A new setting option for display size lets you zoom the entire Android experience, not just text size. This will be a huge boon for any users challenged by the size of most screen text, and it also takes good advantage of the increased screen real estate available on most devices. The new Data Saver feature lets you control which apps have unfettered access to data connections, following the path started by Marshmallow to put control over app behavior into the hands of users.
In the second version of the developer preview, Google has also given developers the ability to create action-specific shortcuts to the home screen. These would let you trigger a specific function within an app directly from your home screen. I'll update this review when more apps start to take advantage of this new feature, but as it stands I'm curious to see if these shortcuts will actually be more useful than widgets already available in Android.
The latest developer update also adds support for Unicode 9 emojis, which means new and more detailed emojis to spice up your textual communications. It also adds support for varying skin tones for some emojis and additional emojis, like one for selfies.
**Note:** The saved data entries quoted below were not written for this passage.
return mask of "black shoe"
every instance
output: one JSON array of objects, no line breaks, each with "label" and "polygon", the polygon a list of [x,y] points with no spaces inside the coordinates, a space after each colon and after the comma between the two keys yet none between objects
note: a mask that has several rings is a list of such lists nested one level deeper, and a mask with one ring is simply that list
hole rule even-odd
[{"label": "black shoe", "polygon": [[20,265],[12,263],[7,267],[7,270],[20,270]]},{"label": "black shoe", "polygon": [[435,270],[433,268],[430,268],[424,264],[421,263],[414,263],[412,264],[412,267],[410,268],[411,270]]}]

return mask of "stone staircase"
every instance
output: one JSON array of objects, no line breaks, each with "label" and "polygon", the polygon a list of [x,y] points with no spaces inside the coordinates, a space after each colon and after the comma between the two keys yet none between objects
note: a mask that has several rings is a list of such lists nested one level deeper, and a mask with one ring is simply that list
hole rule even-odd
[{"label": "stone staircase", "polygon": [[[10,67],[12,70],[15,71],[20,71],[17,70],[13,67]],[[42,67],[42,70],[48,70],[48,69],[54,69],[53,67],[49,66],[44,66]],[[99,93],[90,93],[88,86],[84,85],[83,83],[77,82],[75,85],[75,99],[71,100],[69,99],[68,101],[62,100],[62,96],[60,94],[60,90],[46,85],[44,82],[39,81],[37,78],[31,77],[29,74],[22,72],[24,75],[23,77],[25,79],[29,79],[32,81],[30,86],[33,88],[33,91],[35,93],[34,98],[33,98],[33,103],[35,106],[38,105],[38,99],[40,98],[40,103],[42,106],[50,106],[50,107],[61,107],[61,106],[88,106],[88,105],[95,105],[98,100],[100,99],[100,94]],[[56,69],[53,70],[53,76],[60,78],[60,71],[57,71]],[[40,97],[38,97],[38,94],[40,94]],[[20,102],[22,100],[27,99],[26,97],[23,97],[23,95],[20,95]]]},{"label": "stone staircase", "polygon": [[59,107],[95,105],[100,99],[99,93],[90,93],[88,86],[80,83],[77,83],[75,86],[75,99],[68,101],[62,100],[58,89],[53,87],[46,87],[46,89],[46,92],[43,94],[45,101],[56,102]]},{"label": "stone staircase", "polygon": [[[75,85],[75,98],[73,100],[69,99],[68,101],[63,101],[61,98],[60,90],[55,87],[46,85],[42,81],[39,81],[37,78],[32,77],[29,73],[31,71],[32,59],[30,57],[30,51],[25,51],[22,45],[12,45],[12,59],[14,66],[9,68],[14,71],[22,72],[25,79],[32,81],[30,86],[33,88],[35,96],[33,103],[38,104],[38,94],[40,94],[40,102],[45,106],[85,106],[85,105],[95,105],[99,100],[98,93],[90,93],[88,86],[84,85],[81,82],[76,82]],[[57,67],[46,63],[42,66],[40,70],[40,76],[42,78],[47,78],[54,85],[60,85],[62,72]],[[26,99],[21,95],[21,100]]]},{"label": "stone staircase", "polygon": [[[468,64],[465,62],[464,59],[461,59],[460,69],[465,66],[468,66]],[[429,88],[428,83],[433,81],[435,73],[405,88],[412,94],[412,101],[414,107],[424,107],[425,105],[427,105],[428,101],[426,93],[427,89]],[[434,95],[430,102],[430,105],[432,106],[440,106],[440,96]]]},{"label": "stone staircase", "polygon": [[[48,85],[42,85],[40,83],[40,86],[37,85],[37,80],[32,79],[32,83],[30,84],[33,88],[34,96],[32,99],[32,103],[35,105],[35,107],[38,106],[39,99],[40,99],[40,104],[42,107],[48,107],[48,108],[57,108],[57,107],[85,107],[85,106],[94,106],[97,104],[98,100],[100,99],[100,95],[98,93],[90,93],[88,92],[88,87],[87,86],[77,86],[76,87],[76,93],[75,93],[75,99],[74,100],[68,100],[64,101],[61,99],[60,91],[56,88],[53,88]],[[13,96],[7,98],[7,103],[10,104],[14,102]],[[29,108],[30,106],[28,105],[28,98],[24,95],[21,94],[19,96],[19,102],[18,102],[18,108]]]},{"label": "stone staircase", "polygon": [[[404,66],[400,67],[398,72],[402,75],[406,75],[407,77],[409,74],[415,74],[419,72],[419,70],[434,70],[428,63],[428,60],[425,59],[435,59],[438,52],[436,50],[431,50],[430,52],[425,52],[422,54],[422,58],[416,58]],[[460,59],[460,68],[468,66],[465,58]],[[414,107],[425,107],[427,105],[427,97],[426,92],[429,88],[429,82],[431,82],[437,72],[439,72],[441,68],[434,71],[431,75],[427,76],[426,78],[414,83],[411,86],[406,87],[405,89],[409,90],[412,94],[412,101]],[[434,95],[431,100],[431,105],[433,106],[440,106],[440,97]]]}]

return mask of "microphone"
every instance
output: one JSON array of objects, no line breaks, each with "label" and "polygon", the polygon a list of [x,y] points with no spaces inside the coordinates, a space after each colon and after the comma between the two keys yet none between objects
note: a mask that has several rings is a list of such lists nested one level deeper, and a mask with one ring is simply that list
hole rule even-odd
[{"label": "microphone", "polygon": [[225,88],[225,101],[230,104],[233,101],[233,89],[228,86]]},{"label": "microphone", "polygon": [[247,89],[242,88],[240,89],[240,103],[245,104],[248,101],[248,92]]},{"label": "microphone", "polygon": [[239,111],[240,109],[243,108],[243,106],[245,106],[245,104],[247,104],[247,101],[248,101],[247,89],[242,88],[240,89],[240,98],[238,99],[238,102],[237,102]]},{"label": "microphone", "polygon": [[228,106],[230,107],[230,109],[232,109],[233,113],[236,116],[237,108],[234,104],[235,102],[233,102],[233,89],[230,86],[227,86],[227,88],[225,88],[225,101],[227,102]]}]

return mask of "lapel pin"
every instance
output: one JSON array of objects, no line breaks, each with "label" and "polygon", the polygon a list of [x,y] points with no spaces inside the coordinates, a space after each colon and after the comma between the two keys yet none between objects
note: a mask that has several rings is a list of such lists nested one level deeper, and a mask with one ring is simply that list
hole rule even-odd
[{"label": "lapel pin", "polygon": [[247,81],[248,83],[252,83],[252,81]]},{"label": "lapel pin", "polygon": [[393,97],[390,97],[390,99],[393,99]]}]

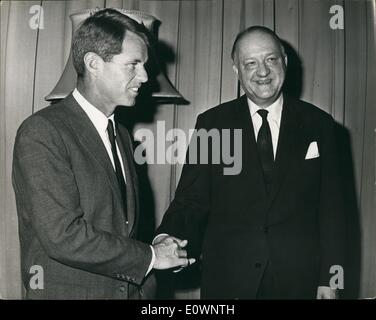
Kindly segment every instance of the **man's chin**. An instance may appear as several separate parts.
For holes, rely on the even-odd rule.
[[[136,104],[136,99],[127,99],[124,101],[119,101],[118,106],[133,107],[135,104]]]
[[[255,104],[257,104],[260,107],[269,106],[274,101],[276,101],[278,98],[278,95],[258,95],[255,96],[253,99],[251,99]]]
[[[255,91],[256,97],[261,100],[273,99],[277,96],[276,90],[258,90]]]

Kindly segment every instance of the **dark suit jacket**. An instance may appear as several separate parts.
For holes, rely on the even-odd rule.
[[[284,99],[272,190],[265,191],[246,97],[201,114],[196,128],[243,129],[242,171],[186,164],[158,233],[202,244],[202,298],[255,298],[266,263],[281,298],[315,298],[343,265],[344,216],[333,119]],[[311,142],[320,157],[305,160]],[[210,151],[209,151],[210,153]]]
[[[13,186],[28,298],[126,299],[152,294],[142,289],[152,253],[136,240],[138,191],[130,137],[124,127],[117,132],[127,180],[128,226],[111,160],[72,95],[20,126]],[[43,268],[42,290],[30,288],[33,265]]]

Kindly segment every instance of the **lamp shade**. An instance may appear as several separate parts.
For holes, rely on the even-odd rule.
[[[72,34],[74,34],[81,22],[99,10],[101,9],[89,9],[70,15],[73,31]],[[155,17],[137,10],[116,10],[129,16],[138,23],[143,24],[152,34],[154,34],[155,39],[157,39],[155,24],[158,22],[158,20]],[[149,86],[148,91],[150,92],[151,96],[159,102],[170,102],[175,100],[185,101],[183,96],[175,89],[175,87],[168,80],[167,76],[161,71],[158,61],[155,61],[154,64],[155,67],[153,68],[153,74],[148,74],[149,81],[147,84]],[[45,97],[45,100],[56,101],[65,98],[75,88],[76,82],[77,73],[73,66],[71,50],[67,64],[59,81],[51,93]]]

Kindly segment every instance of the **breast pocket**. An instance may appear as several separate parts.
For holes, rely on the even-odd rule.
[[[304,159],[300,162],[303,170],[317,170],[320,168],[320,157],[312,159]]]
[[[296,174],[300,181],[317,180],[320,177],[320,158],[303,159],[297,163]]]
[[[296,188],[294,203],[300,199],[304,203],[316,201],[321,181],[320,158],[303,159],[296,165],[292,180]]]

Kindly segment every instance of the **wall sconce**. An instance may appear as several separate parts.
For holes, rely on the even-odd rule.
[[[74,34],[82,21],[99,10],[101,9],[89,9],[70,15],[72,22],[72,34]],[[116,10],[136,20],[138,23],[144,24],[144,26],[155,36],[155,39],[158,39],[156,36],[156,23],[159,21],[155,17],[142,11],[124,9]],[[162,72],[158,61],[155,61],[155,64],[156,66],[153,68],[154,72],[153,74],[148,74],[149,81],[146,84],[148,86],[148,91],[151,93],[152,99],[159,103],[185,103],[186,100]],[[45,97],[45,100],[54,102],[65,98],[75,88],[76,81],[77,73],[73,66],[72,52],[70,52],[68,62],[58,83],[51,93]]]

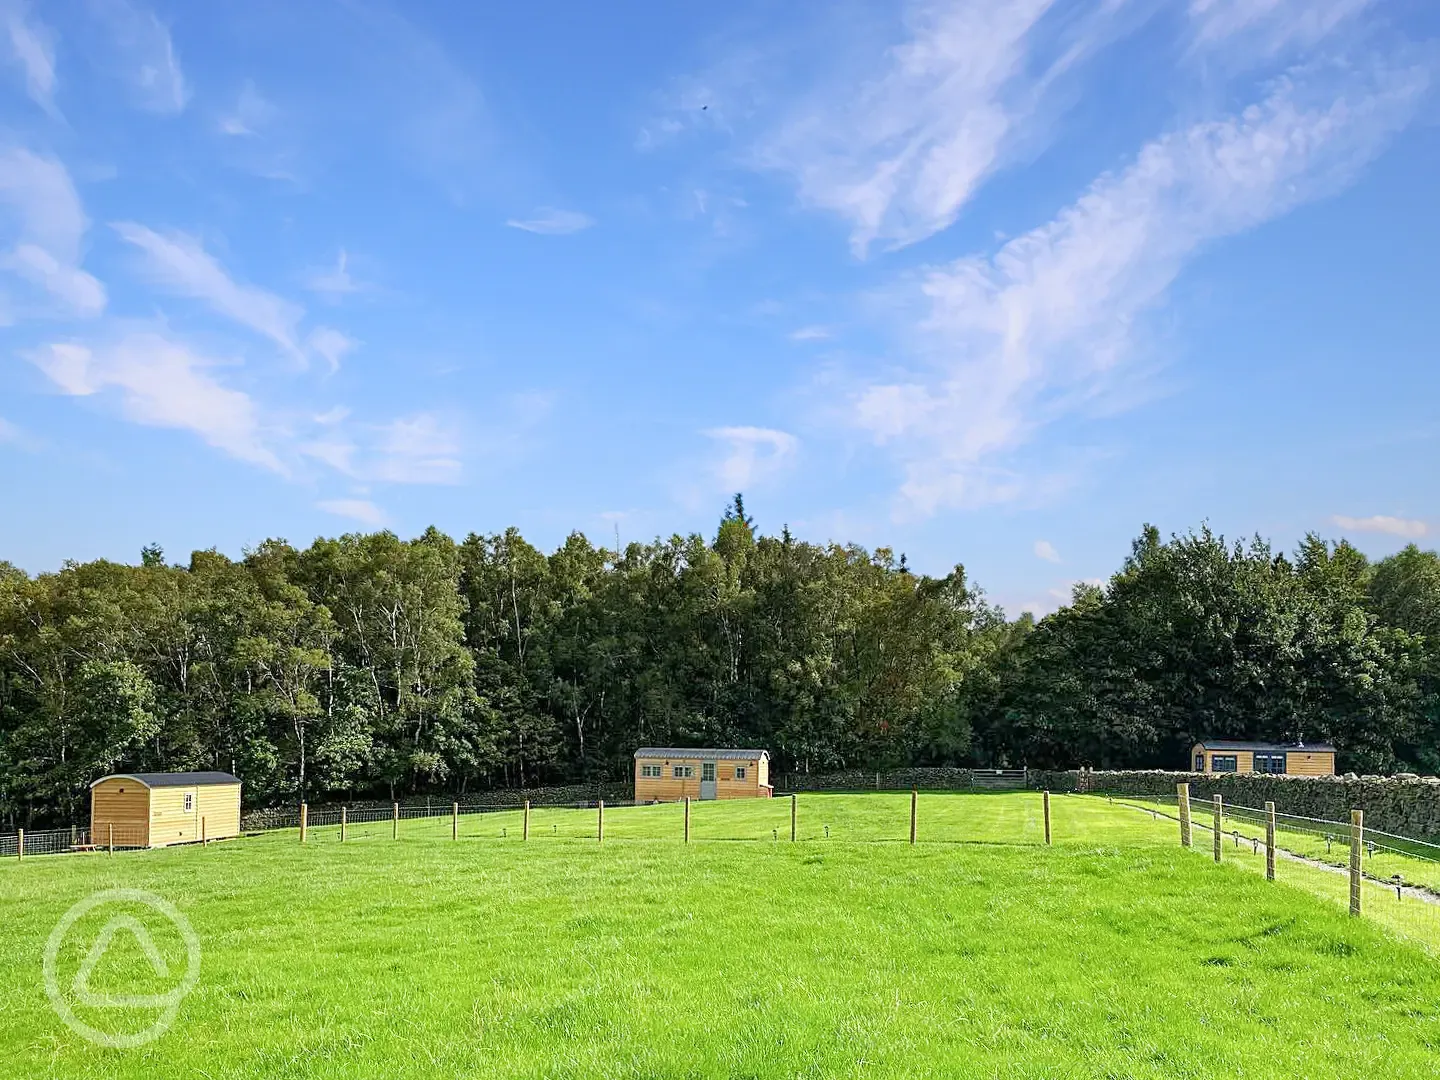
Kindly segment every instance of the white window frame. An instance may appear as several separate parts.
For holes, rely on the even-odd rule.
[[[193,791],[185,792],[185,802],[183,805],[185,807],[185,813],[193,814],[195,812],[195,793]]]
[[[643,780],[659,780],[665,775],[665,769],[661,765],[641,765],[640,777]]]
[[[736,779],[736,780],[744,780],[744,779],[745,779],[747,776],[749,776],[749,775],[750,775],[750,766],[748,766],[748,765],[736,765],[736,766],[735,766],[735,779]]]
[[[670,778],[672,780],[693,780],[695,779],[695,766],[673,765],[671,766]]]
I wasn't able to view the new emojis, but they're likely coming to an app near you.
There's still a lot that's not known about Android N, not the least of which is the sugary confection that N represents: Nutella? Nutter Butter? Necco Wafers? The possibilities go on.
So far, N looks to be a modest update. It's not bad, not even disappointing, but one that might signal a shift in Google away from huge updates for Android. Perhaps Google is giving up on a leadership role for Android and focusing on incremental updates pushed out via components Google controls, components that can be updated through the app store, rather than encouraging carriers and OEMs to keep up with the latest version. Considering the low rate adoption of Android 6.0, caused by the slow rollout from the carriers, that might not be a bad idea.
In its second iteration, Android N feels more polished. This might seem obvious, but it's quite remarkable for an operating system to feel this stable so early in its life cycle. Still, N is shaping up to be a subtle, but important, update to Android. It also hints at a future, not too far away, where we'll be using mobile devices in much the same way we use laptops and desktops today. The future of Android is bright.